Constables continue crucial week of training

Published 9:00 pm Thursday, May 4, 2017

In a hostile situation on the road, staying up to date with knowledge is key.
The ability to know the surrounding and current state laws come naturally for constables that take part in the annual training program offered by the Carter County Constables Association. As week one of training comes to a close, instructor Ken Potter was able to give constables a ‘crash’ course of sorts on Thursday, May 4, by discussing the operations of being behind the wheel of an emergency vehicle.
“We’re doing emergency vehicle operation tonight,” Potter said. “Traffic stops, field, and DUI checkpoints. We had some plans of doing inspection examples, but we’re waiting to see how the weather holds up.”

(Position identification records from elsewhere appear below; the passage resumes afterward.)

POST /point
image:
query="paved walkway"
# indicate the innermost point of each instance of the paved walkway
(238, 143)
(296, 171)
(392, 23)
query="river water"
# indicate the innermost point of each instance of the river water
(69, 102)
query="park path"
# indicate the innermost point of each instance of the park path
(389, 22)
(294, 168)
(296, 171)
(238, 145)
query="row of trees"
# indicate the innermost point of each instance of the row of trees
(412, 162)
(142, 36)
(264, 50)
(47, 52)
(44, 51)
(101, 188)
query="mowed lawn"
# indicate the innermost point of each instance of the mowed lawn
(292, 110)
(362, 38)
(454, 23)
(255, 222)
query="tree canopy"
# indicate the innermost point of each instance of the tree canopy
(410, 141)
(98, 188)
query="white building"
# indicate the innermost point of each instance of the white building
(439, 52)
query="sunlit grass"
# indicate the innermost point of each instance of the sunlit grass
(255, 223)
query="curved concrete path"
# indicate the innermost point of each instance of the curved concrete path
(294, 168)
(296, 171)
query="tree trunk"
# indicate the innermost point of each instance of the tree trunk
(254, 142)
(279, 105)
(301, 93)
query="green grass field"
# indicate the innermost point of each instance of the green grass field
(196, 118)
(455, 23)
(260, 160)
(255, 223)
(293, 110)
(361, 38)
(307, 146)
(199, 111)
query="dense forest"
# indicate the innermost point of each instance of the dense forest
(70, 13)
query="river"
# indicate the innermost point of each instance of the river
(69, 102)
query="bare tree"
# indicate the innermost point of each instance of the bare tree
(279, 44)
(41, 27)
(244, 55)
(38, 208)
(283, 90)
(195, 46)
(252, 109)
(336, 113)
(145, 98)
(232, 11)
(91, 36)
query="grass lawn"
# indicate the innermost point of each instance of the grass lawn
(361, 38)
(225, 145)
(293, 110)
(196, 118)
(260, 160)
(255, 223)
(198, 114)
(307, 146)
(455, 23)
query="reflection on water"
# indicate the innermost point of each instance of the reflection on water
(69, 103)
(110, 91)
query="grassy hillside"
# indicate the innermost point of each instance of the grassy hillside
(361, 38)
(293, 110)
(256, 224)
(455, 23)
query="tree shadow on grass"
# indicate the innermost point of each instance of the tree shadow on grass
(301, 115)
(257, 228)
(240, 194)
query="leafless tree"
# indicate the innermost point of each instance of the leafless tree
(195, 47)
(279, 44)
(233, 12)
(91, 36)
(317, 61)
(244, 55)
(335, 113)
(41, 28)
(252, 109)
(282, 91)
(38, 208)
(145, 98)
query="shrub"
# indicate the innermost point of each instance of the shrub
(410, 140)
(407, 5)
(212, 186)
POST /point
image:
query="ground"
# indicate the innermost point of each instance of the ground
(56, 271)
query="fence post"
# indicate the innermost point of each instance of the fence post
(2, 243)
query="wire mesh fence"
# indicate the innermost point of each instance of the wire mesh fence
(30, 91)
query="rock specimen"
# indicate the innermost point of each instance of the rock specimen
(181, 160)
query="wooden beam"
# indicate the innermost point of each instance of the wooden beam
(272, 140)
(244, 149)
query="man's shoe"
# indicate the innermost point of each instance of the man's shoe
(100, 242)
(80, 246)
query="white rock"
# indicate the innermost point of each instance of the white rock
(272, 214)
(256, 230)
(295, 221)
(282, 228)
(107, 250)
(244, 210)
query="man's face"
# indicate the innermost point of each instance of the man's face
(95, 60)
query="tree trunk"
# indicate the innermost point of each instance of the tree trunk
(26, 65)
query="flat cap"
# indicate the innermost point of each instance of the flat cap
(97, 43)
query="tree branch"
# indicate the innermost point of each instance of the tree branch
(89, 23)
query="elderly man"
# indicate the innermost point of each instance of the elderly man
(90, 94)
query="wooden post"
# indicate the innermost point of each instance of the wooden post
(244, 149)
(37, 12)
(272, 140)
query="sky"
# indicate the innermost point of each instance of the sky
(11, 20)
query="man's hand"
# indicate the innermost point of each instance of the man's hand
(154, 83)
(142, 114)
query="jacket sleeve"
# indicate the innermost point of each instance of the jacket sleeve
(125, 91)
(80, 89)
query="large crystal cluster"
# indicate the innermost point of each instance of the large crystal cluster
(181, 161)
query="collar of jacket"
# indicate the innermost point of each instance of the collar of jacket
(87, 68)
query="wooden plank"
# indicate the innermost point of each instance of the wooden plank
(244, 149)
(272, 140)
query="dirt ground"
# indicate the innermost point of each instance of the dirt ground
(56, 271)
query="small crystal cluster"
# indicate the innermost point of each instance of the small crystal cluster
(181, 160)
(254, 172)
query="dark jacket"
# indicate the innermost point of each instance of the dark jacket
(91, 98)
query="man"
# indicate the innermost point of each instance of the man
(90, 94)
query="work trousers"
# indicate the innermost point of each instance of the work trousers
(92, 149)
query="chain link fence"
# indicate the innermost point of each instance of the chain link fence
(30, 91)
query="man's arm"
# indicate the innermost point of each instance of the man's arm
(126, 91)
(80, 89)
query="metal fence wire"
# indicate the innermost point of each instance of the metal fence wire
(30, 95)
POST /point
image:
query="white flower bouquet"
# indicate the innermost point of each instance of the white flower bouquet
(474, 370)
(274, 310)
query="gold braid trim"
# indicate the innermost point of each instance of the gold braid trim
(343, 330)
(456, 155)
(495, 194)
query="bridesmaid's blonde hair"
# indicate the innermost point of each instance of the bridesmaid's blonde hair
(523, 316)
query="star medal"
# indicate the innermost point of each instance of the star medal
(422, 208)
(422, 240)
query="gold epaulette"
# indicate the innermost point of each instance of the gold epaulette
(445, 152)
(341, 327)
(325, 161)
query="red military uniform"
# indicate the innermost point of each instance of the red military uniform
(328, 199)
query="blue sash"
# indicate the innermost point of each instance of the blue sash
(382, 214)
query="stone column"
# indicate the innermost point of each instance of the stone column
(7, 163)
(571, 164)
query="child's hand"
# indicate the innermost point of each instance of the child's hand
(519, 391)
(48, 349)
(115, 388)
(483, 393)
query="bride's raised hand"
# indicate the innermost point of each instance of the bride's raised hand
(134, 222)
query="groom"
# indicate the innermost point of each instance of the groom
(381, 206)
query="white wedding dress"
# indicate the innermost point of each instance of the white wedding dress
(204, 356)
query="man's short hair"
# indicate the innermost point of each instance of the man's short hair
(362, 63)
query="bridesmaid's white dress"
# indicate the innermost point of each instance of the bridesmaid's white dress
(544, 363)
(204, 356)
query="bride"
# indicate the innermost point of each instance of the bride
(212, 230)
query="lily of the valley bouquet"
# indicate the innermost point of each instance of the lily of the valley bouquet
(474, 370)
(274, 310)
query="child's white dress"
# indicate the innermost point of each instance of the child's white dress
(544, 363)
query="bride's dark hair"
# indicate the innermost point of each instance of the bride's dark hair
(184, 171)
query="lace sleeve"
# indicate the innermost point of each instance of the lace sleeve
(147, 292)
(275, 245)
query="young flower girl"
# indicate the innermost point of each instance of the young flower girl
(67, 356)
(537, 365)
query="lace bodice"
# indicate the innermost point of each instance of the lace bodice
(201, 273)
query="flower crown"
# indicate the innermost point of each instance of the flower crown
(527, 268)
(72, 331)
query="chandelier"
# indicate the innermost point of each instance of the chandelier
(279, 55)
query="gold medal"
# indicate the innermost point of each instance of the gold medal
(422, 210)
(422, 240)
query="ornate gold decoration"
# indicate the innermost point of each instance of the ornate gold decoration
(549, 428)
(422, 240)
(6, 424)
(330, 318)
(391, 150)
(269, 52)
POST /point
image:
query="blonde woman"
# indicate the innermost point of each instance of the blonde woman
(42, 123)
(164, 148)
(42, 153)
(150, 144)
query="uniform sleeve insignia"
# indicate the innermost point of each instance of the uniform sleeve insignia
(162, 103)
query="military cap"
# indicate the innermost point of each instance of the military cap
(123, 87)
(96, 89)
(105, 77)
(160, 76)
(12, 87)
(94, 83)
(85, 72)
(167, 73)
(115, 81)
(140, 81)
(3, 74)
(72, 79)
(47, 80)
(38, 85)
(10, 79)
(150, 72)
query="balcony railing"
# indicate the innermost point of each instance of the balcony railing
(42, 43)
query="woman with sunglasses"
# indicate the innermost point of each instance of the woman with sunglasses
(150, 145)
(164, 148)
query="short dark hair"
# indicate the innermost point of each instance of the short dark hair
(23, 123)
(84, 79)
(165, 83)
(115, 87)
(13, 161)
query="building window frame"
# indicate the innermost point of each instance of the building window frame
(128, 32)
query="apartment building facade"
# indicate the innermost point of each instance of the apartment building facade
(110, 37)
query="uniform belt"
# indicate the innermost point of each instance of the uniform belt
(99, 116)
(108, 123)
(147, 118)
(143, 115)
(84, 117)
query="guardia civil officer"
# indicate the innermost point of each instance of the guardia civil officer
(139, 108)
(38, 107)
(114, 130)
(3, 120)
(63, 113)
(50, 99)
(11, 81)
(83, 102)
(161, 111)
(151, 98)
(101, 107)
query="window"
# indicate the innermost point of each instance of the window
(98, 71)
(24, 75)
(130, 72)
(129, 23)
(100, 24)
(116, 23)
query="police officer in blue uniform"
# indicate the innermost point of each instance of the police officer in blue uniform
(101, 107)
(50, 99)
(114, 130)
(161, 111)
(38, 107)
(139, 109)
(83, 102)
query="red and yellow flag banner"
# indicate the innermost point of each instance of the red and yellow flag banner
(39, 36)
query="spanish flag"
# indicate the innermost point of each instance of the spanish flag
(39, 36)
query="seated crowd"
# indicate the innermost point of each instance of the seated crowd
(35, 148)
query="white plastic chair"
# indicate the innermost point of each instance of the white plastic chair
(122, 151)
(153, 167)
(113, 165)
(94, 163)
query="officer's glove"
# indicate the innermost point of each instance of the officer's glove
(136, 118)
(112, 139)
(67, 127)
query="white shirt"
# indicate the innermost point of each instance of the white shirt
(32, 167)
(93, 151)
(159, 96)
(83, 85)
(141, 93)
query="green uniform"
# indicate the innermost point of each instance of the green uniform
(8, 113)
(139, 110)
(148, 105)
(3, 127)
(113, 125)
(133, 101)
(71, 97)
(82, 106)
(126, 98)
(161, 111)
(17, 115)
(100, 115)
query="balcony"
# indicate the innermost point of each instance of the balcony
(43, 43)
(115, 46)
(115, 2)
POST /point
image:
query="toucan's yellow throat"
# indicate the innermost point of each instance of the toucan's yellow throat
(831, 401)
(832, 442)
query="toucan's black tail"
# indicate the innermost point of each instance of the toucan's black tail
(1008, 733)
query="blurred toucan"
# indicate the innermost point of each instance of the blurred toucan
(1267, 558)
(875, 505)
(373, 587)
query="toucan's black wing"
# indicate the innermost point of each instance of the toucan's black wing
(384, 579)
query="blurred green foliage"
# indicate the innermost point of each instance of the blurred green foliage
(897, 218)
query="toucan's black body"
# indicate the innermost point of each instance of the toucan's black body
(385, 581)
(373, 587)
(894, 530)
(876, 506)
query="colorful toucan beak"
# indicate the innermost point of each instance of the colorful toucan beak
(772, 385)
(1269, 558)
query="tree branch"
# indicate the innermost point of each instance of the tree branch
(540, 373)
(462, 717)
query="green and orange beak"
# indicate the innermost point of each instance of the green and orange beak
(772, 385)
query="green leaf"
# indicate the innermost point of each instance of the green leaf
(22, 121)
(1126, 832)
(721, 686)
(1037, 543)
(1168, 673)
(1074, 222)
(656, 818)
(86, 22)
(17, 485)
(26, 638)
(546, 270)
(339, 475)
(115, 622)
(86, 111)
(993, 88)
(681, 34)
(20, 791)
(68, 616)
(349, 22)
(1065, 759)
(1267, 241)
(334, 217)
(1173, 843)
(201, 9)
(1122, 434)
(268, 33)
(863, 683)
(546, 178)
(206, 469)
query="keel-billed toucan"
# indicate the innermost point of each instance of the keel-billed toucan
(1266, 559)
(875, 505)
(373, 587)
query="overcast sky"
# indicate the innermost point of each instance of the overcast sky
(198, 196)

Constables have the authority to pursue in a chase, but the letter of the law, including state law 55-8-108, was heavily preached by Potter during the training session. While municipal police departments have some type of protection when it comes to petitioning ligation, Potter added it was important that constables know the lay of the land.
Nights like Thursday have been refreshers of sorts for the constables as they go through classroom-like settings.
“We’ll actually be here tonight then tomorrow we’ll have attorney Jim Bowman coming,” Potter said. “He’ll be doing courtroom procedure and witness testimony from officers in court … all kinds of those issues along with search-and-seizure.”
Potter added that officers would begin firearms training Saturday and continue throughout the week before graduation on Thursday.
Constables are subjected to extensive training in over 20 subjects, and the sessions have been an eye-opener, according to resident Steve Jackson.
“I think the constables, at least from what I’ve seen, are not very well-understood and very appreciated because we don’t know what they do,” Jackson said. “(The classes) have opened my eyes.
“The gentleman beside me asked if I learned anything, and I said ‘yeah, I wouldn’t want to do your job.’ It has got to be difficult. I’ve got nothing but respect for them,” he continued. “It is a very complicated dance.”
Potter encouraged citizens wanting to know more about what constables are legally able to do can stop by throughout the remaining of the week.
“I think everyone would benefit from seeing this type of class,” Jackson said. “You don’t know what’s going on the other side of the phone when you call the dispatcher. I have a new respect for these guys.”
Classes run through next Thursday at the Carter County Rescue Squad Center in Stoney Creek. Each class tentatively starts around 6 p.m.